その意味で、症例の急増は、研究者にとって、こうした免疫疾患の仕組みを理解するまたとない機会となるかもしれない。「基礎科学を研究する人々は、これを川崎病の原因を解明する一生に一度あるかないかの機会と捉えています」とフリードマン氏は言う。通常、研究者は集団レベルでこの疾患を研究するのに苦労する。なぜなら、この疾患は稀で、米国では毎年約5,000人の子供しか罹患していないため、また、誘因が未知で多様である可能性があるからだ。COVID-19の場合、研究者は単一の免疫誘因を特定し、潜在的な関連性を遺伝子から探ることができる大規模な患者コホートを持つという稀有な立場にある。
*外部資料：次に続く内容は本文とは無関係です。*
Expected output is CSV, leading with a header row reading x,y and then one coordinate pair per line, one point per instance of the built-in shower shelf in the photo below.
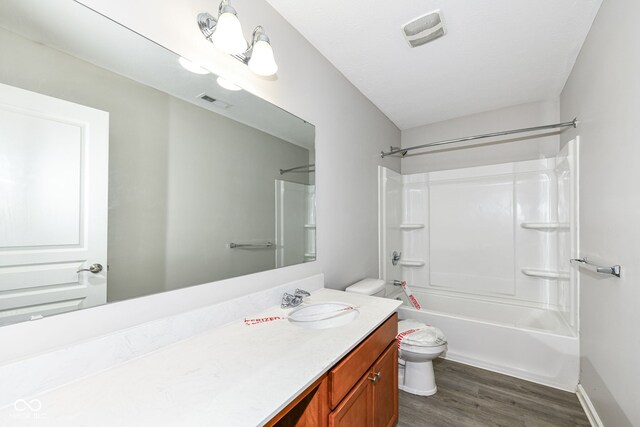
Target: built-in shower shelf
x,y
545,225
412,263
546,274
411,226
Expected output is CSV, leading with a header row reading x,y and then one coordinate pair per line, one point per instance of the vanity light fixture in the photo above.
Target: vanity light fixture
x,y
225,32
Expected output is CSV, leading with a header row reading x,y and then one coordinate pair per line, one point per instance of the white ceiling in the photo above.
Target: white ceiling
x,y
496,53
79,31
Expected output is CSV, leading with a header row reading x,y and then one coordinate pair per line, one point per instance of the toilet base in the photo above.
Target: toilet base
x,y
418,392
417,378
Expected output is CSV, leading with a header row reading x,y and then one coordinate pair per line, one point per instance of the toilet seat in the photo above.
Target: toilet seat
x,y
420,338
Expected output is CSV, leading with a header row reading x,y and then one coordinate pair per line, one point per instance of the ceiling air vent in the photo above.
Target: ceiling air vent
x,y
214,101
424,29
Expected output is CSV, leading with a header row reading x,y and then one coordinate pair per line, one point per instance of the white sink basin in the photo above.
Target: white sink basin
x,y
323,315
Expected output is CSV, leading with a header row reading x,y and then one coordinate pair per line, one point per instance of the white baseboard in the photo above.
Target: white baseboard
x,y
588,407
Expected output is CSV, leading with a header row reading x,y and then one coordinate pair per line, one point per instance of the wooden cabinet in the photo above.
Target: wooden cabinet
x,y
356,409
373,401
385,390
360,390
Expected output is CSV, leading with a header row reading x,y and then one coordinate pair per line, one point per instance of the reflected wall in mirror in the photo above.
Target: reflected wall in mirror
x,y
122,174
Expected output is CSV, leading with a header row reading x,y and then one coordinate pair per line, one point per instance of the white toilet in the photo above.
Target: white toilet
x,y
419,345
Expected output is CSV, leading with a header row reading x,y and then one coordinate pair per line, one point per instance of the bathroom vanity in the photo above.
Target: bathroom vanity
x,y
361,389
240,373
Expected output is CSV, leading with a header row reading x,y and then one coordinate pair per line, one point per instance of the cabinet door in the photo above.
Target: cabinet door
x,y
385,388
356,409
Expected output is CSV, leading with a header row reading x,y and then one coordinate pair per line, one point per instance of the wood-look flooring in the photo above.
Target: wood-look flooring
x,y
469,396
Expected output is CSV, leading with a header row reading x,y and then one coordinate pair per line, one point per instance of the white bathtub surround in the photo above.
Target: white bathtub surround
x,y
233,375
502,338
486,251
31,376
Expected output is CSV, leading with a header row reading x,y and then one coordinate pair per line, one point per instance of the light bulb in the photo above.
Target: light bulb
x,y
228,35
262,61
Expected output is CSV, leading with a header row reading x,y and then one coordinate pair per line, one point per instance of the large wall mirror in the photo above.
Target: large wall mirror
x,y
125,173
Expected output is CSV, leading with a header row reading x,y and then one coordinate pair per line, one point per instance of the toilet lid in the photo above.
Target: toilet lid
x,y
415,333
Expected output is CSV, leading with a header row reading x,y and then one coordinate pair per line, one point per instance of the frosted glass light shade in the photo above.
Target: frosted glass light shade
x,y
262,61
228,35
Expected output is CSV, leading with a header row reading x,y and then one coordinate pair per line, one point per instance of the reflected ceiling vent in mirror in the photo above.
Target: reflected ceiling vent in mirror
x,y
214,101
424,29
192,66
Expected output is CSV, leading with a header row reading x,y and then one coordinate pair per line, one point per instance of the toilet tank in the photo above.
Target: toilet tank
x,y
373,287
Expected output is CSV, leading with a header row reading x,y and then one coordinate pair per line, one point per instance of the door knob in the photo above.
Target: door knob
x,y
395,257
94,268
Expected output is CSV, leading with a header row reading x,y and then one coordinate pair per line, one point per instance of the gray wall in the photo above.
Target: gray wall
x,y
350,133
183,181
513,148
604,92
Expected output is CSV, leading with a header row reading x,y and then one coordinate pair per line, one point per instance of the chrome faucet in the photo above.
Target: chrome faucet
x,y
294,300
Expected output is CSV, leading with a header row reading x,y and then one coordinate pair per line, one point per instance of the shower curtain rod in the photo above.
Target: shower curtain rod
x,y
297,169
396,150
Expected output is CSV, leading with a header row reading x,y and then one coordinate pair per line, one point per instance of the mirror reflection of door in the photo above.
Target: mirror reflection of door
x,y
53,205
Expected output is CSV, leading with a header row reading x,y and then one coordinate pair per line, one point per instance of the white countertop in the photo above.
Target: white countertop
x,y
235,375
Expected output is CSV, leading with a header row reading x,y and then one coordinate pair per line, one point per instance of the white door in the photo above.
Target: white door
x,y
53,205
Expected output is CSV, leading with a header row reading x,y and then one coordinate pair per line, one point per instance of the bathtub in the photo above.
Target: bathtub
x,y
525,342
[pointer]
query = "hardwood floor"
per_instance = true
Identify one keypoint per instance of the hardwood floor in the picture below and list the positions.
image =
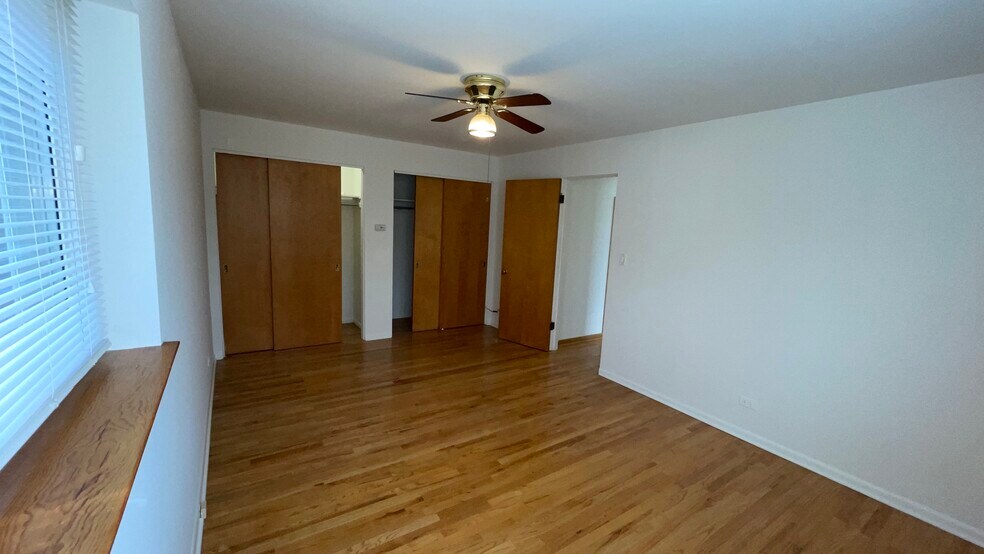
(456, 442)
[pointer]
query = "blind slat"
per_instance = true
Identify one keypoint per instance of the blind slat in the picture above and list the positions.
(49, 317)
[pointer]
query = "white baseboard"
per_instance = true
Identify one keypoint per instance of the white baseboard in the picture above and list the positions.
(911, 507)
(200, 530)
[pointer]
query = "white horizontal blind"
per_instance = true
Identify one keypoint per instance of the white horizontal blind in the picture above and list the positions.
(50, 332)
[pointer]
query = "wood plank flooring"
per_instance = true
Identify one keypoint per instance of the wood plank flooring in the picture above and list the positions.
(456, 442)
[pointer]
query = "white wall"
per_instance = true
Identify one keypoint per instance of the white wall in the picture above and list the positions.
(116, 170)
(379, 160)
(825, 261)
(586, 231)
(162, 512)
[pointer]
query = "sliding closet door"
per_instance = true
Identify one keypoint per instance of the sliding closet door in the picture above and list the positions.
(243, 209)
(428, 208)
(529, 258)
(464, 252)
(306, 248)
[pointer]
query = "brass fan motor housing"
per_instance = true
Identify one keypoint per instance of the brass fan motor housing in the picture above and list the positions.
(484, 88)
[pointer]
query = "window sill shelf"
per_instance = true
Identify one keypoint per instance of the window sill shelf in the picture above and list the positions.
(66, 489)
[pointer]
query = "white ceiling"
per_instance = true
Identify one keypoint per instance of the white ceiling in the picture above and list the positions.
(611, 68)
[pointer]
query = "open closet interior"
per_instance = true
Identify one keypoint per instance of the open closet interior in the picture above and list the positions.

しかし、それはすべて将来の話だとバーンズ氏は言う。今のところ、当面の懸案は症例を特定し治療することだ。研究者らは、子どもに見られる症状が、新型コロナウイルス感染症に罹患した成人に見られるサイトカインストームと直接関係があるのか​​どうかを解明したいと考えている。サイトカインストームは、ウイルスからの一時的休養期間の後に免疫系が突然過剰反応する、多くの場合致命的な症状だ。朗報なのは、子どもの場合、成人とは異なり、この症状は通常比較的容易に治療できるということだ。軽症の川崎病と同じ抗体治療にステロイド剤を追加するだけだ。「確かに、子どもたちはIVIGに反応し、心機能が回復しているようです」とバーンズ氏は言う。彼女は、研究者らがより重症の症例に合わせて治療を微調整するのに役立つ、異なるステロイド治療の臨床試験をすぐに開始したいと考えている。「私たちはすでに、この病気の治療が非常にうまくいっています」と彼女は言う。

それでも、キム氏は、連日のニュース報道にもかかわらず、感染者数は依然として少ないと指摘する。「ニュースではかなり恐ろしい話に聞こえますが、現時点ではどの医療機関にも数十人もの患者がいるわけではありません」と彼女は言う。お子さんの熱が数日以上続く場合は、普段と同じように、かかりつけ医に連絡してください。しかし、あまり心配しすぎないでください。「親御さんはパニックになる必要はありません」とフリードマン氏は言う。